Los cuidados, estén remunerados o no, deben ser considerados trabajo y, como cualquier otro trabajo, se definen por una organización social, unas relaciones sociales concretas y unos modelos «ideales» de realización que cobran sentido en contextos específicos. La división sexual del trabajo, entendida como el reparto jerarquizado del trabajo entre los sexos,5 ha motivado que, al estar adscritos al género femenino, los cuidados se hayan considerado actividades reproductivas y no un «verdadero» trabajo. A partir de los años ochenta, gracias a los estudios con perspectiva feminista, esta idea ha ido superándose.

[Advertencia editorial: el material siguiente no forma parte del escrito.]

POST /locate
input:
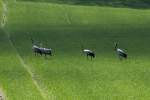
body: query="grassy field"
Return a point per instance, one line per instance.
(116, 3)
(68, 75)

Si bien en las primeras definiciones del cuidado se ponía el énfasis en que era un trabajo «de amor»,6 posteriores estudios han avanzado mucho en desvincular los cuidados de una supuesta inclinación femenina y han puesto el énfasis en la idea, inspirada en el Buen Vivir, de que los cuidados sostienen la vida.7 Esta noción de asociar los cuidados a una pretensión de mantener la vida para que «podamos vivirla de la mejor manera posible», no escapa a la percepción práctica de las propias trabajadoras. A menudo señalaban que en su trabajo era difícil priorizar las tareas (alimentación, aseo, refuerzo emocional, etc.) porque el cuidado consistía en un “todo” difícil de desagregar. Así lo resumía Emma, una de las empleadas entrevistadas en esta investigación, cuando se le preguntaba por la tarea o actividad más importante en su trabajo: «Todo es importante, es la vida la que es importante, en su globalidad».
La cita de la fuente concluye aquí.